Though the decision is potentially inflammatory, there is a medical and public health basis for it. Obesity clearly predisposes one to a number of diseases: high blood pressure, diabetes, high cholesterol, heart disease, sleep apnea, arthritis, liver and gallbladder disease, and even some cancers. It can limit the usefulness of diagnostic studies, necessitating special or repeat testing. It can affect therapeutic decisions, including those about drug dosages, anesthetic risk, and indications for additional surgery. When amplified on community and national levels, these issues create costs that can strain health systems. In New Zealand’s case, leaders must find ways to finance the care of obese adults like Buitenhuis, who now comprise approximately 30 percent of the population.
We face similar problems here at home—more than one-third of the U.S. population is obese. The American Medical Association recently voted to officially classify obesity as a disease in order to increase awareness, encourage more aggressive treatment, and broaden insurance coverage for weight loss interventions. Other groups have made similar suggestions, realizing that prevention is much more cost-effective than treating complications after they develop. Waves of new obesity-related research and medications have further highlighted the issue. Medical evidence, public health, and societal stewardship compel us to do everything necessary to stem the tide of obesity. But what are we really doing when we use weight to change someone’s immigration status?
The most obvious problem with doing this is that weight alone is not an absolute indicator of health. Not all overweight people become ill, while many thin or normal-weight people do (there are even a few conditions in which being thin can be worse than being slightly overweight). What’s more, not all weight is the created the same. Weight from muscle affects us much differently than weight from fat; where fat accumulates (e.g. in arms and legs vs. in waists and hips) also matters. This has led some to argue cogently that contrary to recent rulings, obesity itself is not a disease.
There are historical precedents for denying rights to those with dangerous psychiatric conditions, drug abuse history, or transmissible diseases such as tuberculosis.

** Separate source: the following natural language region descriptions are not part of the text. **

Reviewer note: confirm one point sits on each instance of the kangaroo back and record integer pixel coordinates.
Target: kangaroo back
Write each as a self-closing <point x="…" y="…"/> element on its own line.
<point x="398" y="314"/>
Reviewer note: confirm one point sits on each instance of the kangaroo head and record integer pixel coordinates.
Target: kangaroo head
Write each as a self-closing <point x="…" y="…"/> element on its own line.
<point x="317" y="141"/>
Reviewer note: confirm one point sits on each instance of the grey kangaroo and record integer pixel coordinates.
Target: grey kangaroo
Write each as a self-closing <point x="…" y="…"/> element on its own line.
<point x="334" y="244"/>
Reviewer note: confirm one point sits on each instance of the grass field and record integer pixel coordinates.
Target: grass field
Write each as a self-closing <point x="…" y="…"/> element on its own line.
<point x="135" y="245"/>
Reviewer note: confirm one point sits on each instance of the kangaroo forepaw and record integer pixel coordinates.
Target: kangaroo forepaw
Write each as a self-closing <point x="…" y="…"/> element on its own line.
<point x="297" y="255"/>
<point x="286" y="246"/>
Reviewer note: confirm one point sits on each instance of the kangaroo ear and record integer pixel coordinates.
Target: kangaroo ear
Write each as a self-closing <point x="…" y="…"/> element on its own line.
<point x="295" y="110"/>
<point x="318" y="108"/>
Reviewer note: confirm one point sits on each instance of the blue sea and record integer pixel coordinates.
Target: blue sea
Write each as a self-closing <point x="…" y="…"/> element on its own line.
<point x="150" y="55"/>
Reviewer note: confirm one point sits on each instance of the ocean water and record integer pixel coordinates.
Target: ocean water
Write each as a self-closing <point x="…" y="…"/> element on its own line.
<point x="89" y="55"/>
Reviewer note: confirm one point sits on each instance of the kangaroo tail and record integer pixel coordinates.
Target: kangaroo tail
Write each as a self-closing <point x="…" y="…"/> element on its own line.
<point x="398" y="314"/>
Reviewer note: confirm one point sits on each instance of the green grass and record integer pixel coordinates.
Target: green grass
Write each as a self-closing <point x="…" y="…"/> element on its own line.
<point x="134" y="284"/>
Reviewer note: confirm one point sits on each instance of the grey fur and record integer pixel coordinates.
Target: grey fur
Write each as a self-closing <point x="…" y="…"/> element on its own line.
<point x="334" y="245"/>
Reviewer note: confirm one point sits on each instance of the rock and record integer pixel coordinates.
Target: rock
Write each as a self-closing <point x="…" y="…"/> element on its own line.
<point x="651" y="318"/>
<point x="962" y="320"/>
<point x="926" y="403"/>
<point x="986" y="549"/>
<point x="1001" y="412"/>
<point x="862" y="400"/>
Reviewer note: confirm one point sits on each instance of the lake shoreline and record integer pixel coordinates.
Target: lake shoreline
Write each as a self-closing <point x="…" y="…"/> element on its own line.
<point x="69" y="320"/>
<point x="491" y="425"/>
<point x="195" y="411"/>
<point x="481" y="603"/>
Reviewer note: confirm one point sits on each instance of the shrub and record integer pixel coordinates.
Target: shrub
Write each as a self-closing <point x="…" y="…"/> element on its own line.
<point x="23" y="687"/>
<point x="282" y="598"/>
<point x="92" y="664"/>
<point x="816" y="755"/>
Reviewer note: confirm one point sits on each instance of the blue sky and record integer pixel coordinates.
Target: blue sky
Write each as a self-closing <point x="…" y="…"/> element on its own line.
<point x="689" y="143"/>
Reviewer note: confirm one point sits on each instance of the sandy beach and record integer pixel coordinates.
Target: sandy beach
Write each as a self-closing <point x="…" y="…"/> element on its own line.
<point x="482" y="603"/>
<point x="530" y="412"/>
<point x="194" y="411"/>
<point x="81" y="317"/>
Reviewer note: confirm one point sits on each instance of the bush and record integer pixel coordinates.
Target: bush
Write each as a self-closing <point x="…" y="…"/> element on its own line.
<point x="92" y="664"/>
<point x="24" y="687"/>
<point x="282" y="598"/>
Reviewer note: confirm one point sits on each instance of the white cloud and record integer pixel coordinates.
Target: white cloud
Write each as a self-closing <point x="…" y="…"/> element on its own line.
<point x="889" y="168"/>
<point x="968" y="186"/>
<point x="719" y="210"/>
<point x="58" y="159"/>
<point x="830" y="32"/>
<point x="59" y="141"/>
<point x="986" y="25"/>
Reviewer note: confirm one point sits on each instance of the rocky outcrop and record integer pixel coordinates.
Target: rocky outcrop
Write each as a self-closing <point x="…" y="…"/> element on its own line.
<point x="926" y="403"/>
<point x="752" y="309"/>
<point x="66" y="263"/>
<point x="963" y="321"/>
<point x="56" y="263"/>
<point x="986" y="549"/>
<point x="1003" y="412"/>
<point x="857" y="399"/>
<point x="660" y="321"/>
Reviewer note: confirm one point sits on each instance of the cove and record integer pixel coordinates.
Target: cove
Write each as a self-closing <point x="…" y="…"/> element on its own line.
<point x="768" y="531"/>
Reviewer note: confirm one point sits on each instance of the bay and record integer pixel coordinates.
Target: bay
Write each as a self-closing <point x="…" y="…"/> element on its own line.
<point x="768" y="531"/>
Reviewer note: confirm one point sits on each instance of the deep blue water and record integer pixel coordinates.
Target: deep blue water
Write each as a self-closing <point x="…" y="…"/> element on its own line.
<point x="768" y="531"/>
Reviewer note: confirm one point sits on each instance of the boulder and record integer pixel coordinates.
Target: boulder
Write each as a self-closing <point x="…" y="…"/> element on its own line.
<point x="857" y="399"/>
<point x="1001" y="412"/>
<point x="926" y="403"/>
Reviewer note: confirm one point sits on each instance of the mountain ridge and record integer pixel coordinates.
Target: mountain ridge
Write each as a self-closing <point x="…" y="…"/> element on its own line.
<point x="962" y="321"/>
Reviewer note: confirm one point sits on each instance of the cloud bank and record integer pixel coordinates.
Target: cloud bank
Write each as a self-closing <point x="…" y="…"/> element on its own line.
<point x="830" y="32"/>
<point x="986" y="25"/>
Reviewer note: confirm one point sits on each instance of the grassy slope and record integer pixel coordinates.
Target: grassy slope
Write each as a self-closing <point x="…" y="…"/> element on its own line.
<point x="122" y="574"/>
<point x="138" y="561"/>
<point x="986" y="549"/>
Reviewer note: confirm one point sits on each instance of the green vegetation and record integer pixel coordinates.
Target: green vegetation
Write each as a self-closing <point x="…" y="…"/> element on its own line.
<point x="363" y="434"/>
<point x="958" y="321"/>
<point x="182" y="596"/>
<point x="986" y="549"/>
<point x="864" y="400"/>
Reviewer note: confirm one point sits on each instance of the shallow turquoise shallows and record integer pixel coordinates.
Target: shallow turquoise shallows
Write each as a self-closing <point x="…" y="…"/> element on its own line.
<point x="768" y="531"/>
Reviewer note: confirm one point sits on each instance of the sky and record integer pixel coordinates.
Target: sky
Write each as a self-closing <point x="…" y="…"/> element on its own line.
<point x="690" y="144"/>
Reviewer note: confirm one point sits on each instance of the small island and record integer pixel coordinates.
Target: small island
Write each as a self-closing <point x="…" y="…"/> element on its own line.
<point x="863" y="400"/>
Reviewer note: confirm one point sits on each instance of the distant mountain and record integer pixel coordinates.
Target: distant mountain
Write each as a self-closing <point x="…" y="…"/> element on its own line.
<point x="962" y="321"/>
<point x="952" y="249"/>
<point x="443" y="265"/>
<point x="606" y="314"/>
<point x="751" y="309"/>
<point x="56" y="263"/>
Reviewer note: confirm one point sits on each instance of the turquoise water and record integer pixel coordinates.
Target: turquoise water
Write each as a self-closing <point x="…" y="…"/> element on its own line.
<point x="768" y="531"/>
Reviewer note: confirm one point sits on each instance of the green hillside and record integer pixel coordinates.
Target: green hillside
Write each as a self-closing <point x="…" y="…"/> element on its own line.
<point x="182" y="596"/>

But it is another thing altogether to deport those who are simply predisposed to disease. Would it be acceptable to preemptively deport healthy members of the urban poor, those taking medications that suppress the immune system, or those who’ve traveled to developing countries, just because they possess risk factors for developing tuberculosis? What about healthy homosexual or polygamous individuals, out of concern for future HIV-related costs? Such suggestions seem operationally impossible, if not ethically problematic.
Risk factors do not equal disease. And like other lifestyle habits with health implications such as smoking and alcohol use, obesity is only as dangerous as its complications. Outcomes are what ultimately matter. If we want to avoid costly endpoints like diabetes and heart disease, penalizing our heaviest residents is not the answer. We need far more comprehensive incentives for everyone at risk for those diseases—a group that includes the thin and the obese, the young and the old, the employed and the unemployed, the natural born and the naturalized.
As we do, we also need more nuanced understanding of how weight affects value and cost. We are frequently inundated with statistical analyses detailing how obesity burdens our healthcare system. But we would also benefit from recognizing examples of how healthy living alleviates or reverses that burden. For example, according to Buitenhuis’s doctor, he was working on losing weight and had improved his blood pressure and cholesterol levels, positive progress toward resolving his weight problems. Individuals of identical weight may have very different health statuses. Trajectories matter. And because weight is an imperfect health indicator, we need perspective from higher dimensional data (e.g. magnitude and speed of weight trends, degree of risk factor reduction, and ability to perform daily functions).
Ultimately, obesity is associated with poor outcomes, and healthy weight reduction has clear individual and social benefits. However, passing judgment based on extrapolations about future health sets a dangerous precedent.